By Jong Kim | Mar 7, 2014

In early 2013 the next generation video codec standard was approved by the Joint Collaborative Team on Video Coding (JCT-VC). The standard is called High Efficiency Video Codec (HEVC), more commonly referred to as H.265.

H.265 boasts many improvements over the previous standard, H.264, namely that it is able to maintain the same image quality at half the bitrate. A better architecture and compression algorithm allow service providers to stream videos with much better resolution using the same bandwidth.

The new standard also requires far more processing power, which will have major implications for FPGA-based video designs.

Differences between H.264 and H.265:

 

H265_Video_Codec_Table.png
 

Architecturally, H.265 provides much greater flexibility for parallel encode/decode processing. The new standard adds a “tile” (an independently decodable region) layer on top of the “slice” layer, a modified CABAC context switching mechanism, and support for Waterfront Parallel Processing. CABAC was a challenging function for parallel processing, as it requires bitwise operation. In the H.265 standard, the parallelizing the CABAC processing is considered in the architectural layer. On top of the CABAC parallelizing, all other encoding/decoding functions can be parallelized by the Waterfront processing strategy. The waterfront processing enables the multiple macroblocks processing when it’s neighbor macroblocks are ready.

This enhanced parallel processing capability allows Ultra High Definition (UHD) 4K and 8K videos to be supported. With H.265, UHD encoding/decoding can be processed by multiple cores of HD class encoding/decoding IP.
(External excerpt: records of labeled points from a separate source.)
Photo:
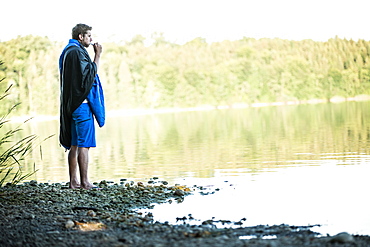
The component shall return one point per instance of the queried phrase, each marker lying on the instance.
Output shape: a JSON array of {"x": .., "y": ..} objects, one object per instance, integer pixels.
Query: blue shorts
[{"x": 83, "y": 128}]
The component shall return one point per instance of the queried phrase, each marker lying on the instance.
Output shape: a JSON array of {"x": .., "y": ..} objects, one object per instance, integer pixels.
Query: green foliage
[
  {"x": 197, "y": 73},
  {"x": 12, "y": 154}
]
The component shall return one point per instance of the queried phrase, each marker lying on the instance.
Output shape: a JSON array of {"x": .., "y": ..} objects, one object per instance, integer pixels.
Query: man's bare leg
[
  {"x": 83, "y": 163},
  {"x": 72, "y": 163}
]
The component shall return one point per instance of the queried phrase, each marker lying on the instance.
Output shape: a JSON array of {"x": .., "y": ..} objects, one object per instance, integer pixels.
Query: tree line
[{"x": 166, "y": 75}]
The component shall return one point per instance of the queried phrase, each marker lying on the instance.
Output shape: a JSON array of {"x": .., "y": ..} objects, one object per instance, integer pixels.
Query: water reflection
[{"x": 304, "y": 164}]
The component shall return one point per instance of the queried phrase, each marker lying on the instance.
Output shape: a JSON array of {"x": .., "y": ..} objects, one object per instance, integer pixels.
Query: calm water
[{"x": 306, "y": 164}]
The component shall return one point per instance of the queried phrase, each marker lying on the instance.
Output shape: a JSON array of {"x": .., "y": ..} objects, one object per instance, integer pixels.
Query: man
[{"x": 81, "y": 100}]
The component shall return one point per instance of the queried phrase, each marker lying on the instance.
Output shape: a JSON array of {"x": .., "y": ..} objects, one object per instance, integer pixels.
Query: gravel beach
[{"x": 41, "y": 214}]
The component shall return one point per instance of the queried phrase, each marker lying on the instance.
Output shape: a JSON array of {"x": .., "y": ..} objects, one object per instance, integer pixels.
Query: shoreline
[
  {"x": 140, "y": 112},
  {"x": 42, "y": 214}
]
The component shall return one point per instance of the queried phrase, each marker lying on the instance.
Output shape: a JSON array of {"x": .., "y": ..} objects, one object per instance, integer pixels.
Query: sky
[{"x": 181, "y": 21}]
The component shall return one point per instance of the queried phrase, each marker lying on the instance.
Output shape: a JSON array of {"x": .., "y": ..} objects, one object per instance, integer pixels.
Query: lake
[{"x": 296, "y": 164}]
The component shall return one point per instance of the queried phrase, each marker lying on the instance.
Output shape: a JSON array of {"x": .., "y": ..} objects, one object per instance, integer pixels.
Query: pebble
[{"x": 69, "y": 224}]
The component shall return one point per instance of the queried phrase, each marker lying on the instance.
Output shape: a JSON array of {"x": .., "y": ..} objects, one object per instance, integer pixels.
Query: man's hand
[{"x": 98, "y": 50}]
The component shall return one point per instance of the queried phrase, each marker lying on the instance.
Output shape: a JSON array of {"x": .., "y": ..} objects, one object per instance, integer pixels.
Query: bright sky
[{"x": 181, "y": 21}]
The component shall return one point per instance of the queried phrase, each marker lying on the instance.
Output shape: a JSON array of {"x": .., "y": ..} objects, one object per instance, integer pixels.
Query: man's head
[{"x": 82, "y": 33}]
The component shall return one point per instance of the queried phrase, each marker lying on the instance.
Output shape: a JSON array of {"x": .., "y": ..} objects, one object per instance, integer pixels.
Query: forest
[{"x": 195, "y": 74}]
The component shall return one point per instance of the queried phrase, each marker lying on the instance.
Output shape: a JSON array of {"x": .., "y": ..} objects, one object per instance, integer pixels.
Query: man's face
[{"x": 85, "y": 39}]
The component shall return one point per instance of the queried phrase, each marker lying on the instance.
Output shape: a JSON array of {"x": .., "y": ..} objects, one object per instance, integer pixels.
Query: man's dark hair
[{"x": 80, "y": 29}]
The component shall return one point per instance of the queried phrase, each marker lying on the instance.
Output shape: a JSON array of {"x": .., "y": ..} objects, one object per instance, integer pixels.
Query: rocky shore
[{"x": 41, "y": 214}]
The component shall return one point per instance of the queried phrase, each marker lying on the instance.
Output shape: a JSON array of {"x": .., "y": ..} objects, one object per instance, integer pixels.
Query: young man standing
[{"x": 81, "y": 99}]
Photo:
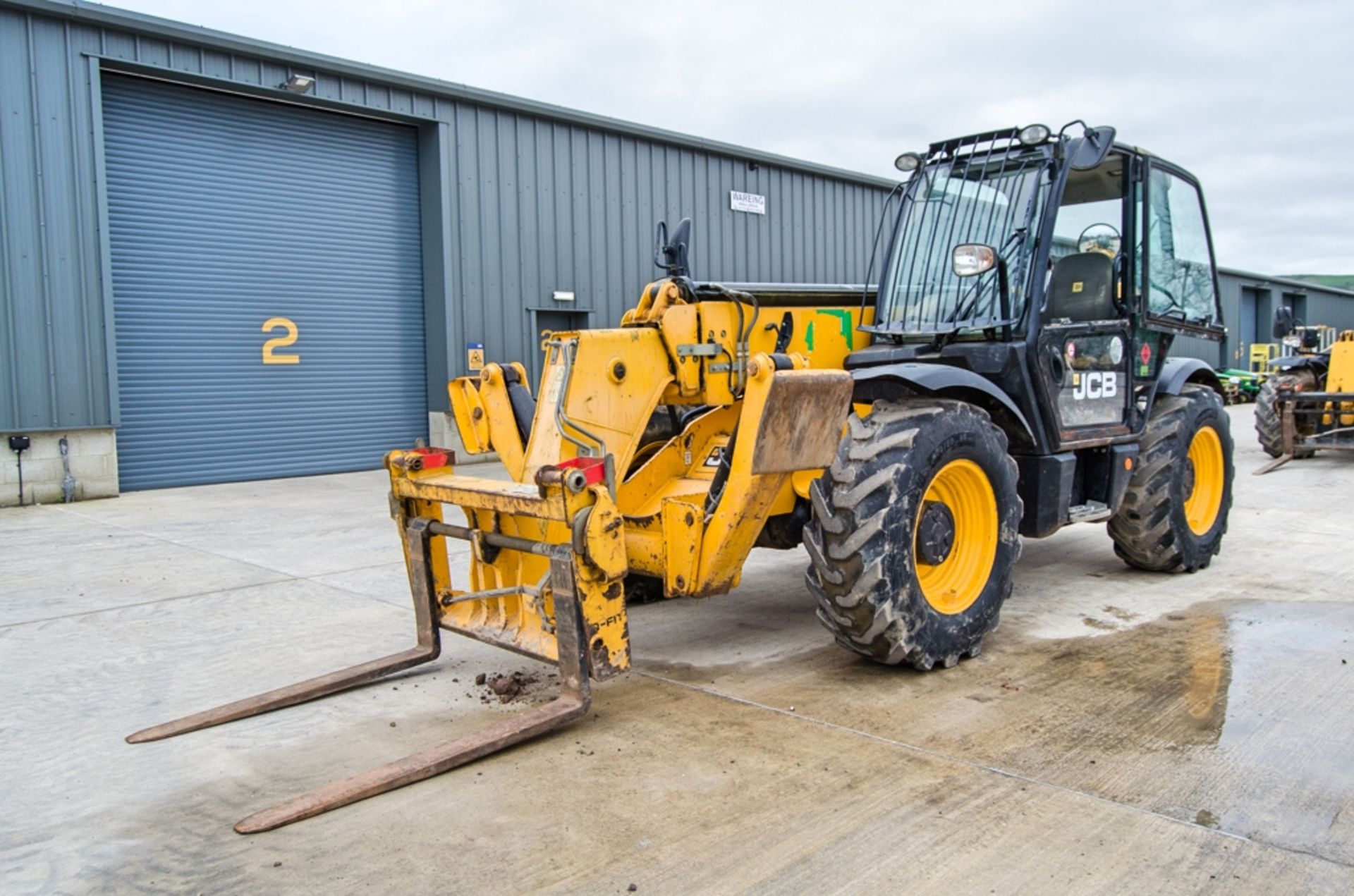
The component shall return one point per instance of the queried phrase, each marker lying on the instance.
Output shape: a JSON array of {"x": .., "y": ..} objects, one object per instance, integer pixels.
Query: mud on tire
[
  {"x": 1269, "y": 425},
  {"x": 1151, "y": 529},
  {"x": 865, "y": 512}
]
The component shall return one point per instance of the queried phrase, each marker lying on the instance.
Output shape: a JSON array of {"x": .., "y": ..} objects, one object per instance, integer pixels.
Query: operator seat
[{"x": 1081, "y": 288}]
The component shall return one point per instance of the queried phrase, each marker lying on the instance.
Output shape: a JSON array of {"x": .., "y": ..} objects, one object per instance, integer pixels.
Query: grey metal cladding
[
  {"x": 229, "y": 216},
  {"x": 543, "y": 206},
  {"x": 53, "y": 360},
  {"x": 539, "y": 198}
]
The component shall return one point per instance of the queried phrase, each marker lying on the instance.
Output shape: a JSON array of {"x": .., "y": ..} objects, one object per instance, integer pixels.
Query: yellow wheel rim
[
  {"x": 952, "y": 585},
  {"x": 1205, "y": 498}
]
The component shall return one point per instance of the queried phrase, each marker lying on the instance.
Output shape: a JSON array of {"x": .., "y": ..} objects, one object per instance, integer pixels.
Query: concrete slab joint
[{"x": 92, "y": 455}]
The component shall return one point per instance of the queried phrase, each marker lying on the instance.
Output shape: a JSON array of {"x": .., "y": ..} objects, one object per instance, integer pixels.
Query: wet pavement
[{"x": 1120, "y": 731}]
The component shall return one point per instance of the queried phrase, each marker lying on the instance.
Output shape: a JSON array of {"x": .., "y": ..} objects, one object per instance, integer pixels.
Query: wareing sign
[{"x": 753, "y": 203}]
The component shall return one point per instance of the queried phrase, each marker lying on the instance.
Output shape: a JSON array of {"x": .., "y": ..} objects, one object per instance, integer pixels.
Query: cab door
[{"x": 1085, "y": 348}]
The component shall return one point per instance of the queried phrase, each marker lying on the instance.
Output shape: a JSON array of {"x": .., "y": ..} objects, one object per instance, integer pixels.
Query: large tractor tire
[
  {"x": 1269, "y": 425},
  {"x": 914, "y": 534},
  {"x": 1174, "y": 513}
]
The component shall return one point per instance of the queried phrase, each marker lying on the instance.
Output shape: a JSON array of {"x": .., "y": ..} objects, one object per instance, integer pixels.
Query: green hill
[{"x": 1338, "y": 281}]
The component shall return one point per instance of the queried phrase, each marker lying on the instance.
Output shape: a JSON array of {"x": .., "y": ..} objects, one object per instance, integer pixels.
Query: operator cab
[{"x": 1058, "y": 267}]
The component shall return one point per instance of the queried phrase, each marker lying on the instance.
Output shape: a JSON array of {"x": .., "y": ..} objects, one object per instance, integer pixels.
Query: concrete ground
[{"x": 1123, "y": 731}]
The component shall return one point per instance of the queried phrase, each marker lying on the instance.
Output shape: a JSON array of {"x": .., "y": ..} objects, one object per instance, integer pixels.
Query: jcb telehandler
[
  {"x": 1008, "y": 376},
  {"x": 1307, "y": 403}
]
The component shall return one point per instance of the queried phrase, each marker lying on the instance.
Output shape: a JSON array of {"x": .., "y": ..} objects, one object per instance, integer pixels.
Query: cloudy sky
[{"x": 1254, "y": 98}]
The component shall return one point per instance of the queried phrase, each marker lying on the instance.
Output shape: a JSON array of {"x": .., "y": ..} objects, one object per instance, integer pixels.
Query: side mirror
[
  {"x": 1092, "y": 148},
  {"x": 1283, "y": 321},
  {"x": 971, "y": 259}
]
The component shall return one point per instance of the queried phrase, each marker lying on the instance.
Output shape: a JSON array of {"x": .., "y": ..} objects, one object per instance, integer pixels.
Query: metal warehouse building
[
  {"x": 229, "y": 260},
  {"x": 1249, "y": 302},
  {"x": 226, "y": 260}
]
So what does this mean for FPGA Designs?

To manage the complexity of H.265, FPGA devices can be used as co-processors or accelerators to achieve a real-time encoder/decoder system. Major FPGA vendors such as Altera and Xilinx currently offer very powerful SoC devices (Altera’s Arria V and Cylone V series, and Xilinx’s Zynq-7000). These SoC platforms could be the best approaches for development, prototyping, and production, as they provide both flexibility and performance. For simple calculations, the 4K encoding process can be split into four parallel processing pipelines, with two SoC chips performing the processing in parallel.

The newly introduced SoC devices have dual ARM processors and FPGA fabric so that motion estimation, motion compensation, and inter prediction blocks can be implemented in the FPGA fabric. Integer DCT can be implemented in the FPGA DSP area, and Syntax assemble and Entropy coding can be handled by the ARM core. As the complexity of video codec algorithm increases these types of SoC FPGAs will be the best solution.